Once Cloudflare learned of the flaw, however, it raced to contact search engines and get the data removed. That involved the usual big players - Google, Bing, Yahoo - as well as other players, including Baidu, Yandex and DuckDuckGo.

"We were able to remove the majority of cached pages before the disclosure of the bug last Thursday," Prince says.

So far, 80,000 cached pages have been taken down. But Prince he says that is not the total number of pages, "because we've requested search engines purge and re-crawl entire sites in some instances." Hence some sensitive data is likely still at large. Cloudflare has created an email address, parserbug@cloudflare.com, to accept reports on live leaked data.

A redacted sample of the leaked data. Source: Tavis Ormandy.

Our Fragile, Fragile Web

Cloudflare should be commended for its quick action and detailed public outreach, and Prince was appropriately contrite. "We know we disappointed you and we apologize," he says.

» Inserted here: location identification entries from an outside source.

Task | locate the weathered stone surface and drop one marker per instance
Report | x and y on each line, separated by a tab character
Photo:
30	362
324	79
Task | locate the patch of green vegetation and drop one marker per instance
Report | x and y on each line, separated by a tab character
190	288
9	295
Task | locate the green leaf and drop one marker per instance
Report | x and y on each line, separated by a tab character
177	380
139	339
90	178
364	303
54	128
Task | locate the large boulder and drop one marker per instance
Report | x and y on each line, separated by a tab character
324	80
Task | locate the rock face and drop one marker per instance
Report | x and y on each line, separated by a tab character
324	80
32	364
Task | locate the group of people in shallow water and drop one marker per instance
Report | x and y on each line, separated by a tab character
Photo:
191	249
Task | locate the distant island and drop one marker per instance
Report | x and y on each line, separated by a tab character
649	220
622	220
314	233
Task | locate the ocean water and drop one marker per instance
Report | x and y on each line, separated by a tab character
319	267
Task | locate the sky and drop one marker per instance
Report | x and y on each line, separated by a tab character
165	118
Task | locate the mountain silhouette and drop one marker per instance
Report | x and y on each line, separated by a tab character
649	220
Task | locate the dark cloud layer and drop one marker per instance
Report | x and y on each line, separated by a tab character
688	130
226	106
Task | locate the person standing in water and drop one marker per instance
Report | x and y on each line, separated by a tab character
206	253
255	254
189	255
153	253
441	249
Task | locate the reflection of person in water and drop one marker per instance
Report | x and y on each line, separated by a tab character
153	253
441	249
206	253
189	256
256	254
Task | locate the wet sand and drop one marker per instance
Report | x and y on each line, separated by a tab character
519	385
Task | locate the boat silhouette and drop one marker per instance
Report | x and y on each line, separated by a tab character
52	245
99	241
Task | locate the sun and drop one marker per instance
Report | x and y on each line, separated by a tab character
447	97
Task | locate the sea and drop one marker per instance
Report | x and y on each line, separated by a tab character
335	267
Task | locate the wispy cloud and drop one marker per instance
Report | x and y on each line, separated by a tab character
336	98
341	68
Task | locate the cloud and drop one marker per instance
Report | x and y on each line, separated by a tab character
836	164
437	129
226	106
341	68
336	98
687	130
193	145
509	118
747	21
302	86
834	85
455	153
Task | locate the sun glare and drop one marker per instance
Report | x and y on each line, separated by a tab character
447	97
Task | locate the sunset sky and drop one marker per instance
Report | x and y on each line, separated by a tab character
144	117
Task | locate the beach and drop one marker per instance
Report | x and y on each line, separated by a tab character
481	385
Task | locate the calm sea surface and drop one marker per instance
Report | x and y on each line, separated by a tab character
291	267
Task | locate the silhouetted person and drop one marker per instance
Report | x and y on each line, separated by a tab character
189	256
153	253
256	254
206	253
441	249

But there are remarkable attributes of Cloudbleed that underscore the fragility of connected systems. As other vulnerabilities such as the Heartbleed OpenSSL vulnerability have shown, a flaw in one widely used component has ramifications for many others (see Cloudflare Coding Error Spills Sensitive Data).

Furthermore, Cloudbleed victims did nothing more than simply use Cloudflare's service. The nature of the bug meant that the comingling of data in memory on some servers led to some information being leaked. But that is a rare and perhaps never-before-seen data breach scenario.

From an information security perspective, of course, Cloudbleed is also a clear and present reminder that no matter how well an organization thinks it has architected and put in place data control and management procedures, outside risks or mistakes that might shred those procedures remain impossible to predict or always mitigate.